Miklos Nemeth, Hungary’s last communist-era prime minister, will not be obliged to hand over copies of protocols of talks he had engaged in with the Soviet regime during Hungary’s peaceful transition to democracy in 1989, a Budapest court ruled on Tuesday.
Hungarian Historian Peter Kende had asked the court to instruct Nemeth to publish three documents containing crucial data on the period.
One of them is a protocol of Nemeth’s talks with Gorbachev on March 3, 1989, and another is the exchange of letters between Nemeth and Soviet Prime Minister Nikolai Rizkov in the same year. Both of these documents contain information about the withdrawal of Soviet troops from Hungary and on Soviet nuclear weapons stored on Hungary’s territory.

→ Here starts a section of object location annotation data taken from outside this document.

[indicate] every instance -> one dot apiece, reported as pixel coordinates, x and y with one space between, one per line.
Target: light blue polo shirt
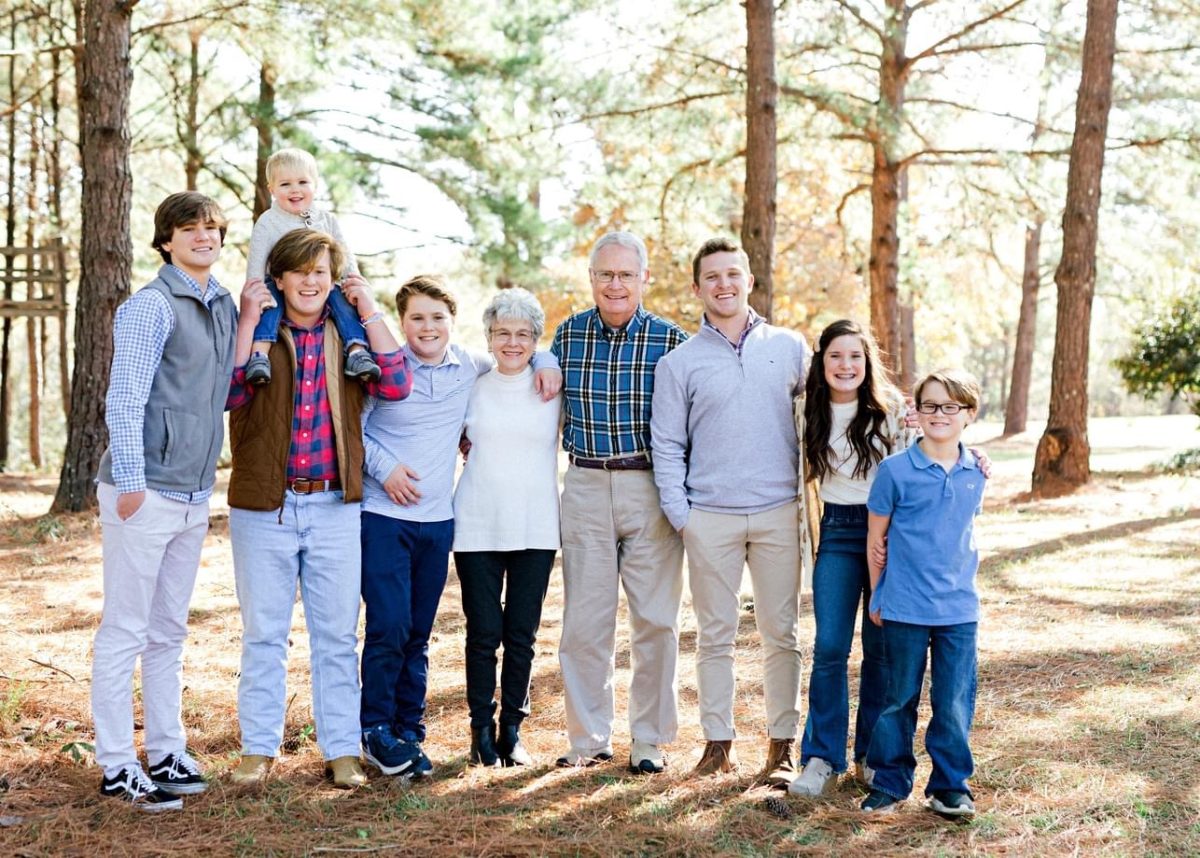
929 577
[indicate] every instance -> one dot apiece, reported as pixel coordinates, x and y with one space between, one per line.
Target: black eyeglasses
947 408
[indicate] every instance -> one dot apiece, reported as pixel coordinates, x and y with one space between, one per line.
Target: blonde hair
960 384
292 159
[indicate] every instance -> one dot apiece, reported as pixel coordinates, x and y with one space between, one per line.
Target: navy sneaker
178 774
382 749
880 803
131 785
949 803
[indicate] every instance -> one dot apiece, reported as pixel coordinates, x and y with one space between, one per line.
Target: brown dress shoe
346 773
253 768
718 756
779 769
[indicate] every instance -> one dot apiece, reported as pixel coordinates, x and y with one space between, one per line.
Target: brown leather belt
304 486
639 462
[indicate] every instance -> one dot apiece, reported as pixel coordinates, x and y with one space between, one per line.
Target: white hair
623 239
519 305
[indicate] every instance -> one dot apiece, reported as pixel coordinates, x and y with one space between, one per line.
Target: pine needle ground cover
1086 737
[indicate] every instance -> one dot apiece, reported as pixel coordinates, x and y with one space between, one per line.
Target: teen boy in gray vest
172 364
725 462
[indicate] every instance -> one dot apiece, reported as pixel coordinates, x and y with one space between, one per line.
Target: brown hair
718 245
868 431
429 285
960 384
300 251
184 209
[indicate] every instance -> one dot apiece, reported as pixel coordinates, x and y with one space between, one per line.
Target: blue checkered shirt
609 381
141 330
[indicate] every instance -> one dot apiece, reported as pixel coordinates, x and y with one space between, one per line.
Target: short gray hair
519 305
624 239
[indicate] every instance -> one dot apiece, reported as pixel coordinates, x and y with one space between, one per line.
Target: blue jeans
312 540
840 583
405 565
952 690
346 317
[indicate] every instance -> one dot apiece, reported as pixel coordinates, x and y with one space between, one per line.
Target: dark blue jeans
523 577
952 690
346 317
405 565
840 583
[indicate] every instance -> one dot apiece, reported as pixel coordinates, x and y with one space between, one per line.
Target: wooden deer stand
43 270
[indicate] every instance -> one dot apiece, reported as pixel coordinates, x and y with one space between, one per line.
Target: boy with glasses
924 502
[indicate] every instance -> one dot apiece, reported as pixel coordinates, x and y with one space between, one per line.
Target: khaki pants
718 547
615 535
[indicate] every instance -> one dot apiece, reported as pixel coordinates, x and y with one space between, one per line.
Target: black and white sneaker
132 785
178 774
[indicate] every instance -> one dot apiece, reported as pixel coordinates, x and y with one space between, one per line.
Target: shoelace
183 763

The documents are mentioned in a book of Andras Oplatka, a historian living in Switzerland, which deals with the 1989 events. Oplatka said he had accessed the documents from Nemeth’s private archives.
Nemeth’s lawyer said at the Tuesday court hearing that his client only held copies of the documents and that he had deposited the originals with the Prime Minister’s Office and the Foreign Ministry upon leaving his post.
Kende’s lawyer insisted that the originals should be in the National Archives of Hungary where they are available for scientific study.
Hungarian laws on public access to documents from this era are controversial. Historians are fighting an ardent battle for the disclosure of pre-1990 secret police files, some of which are kept under wraps by the national security authority until 2060.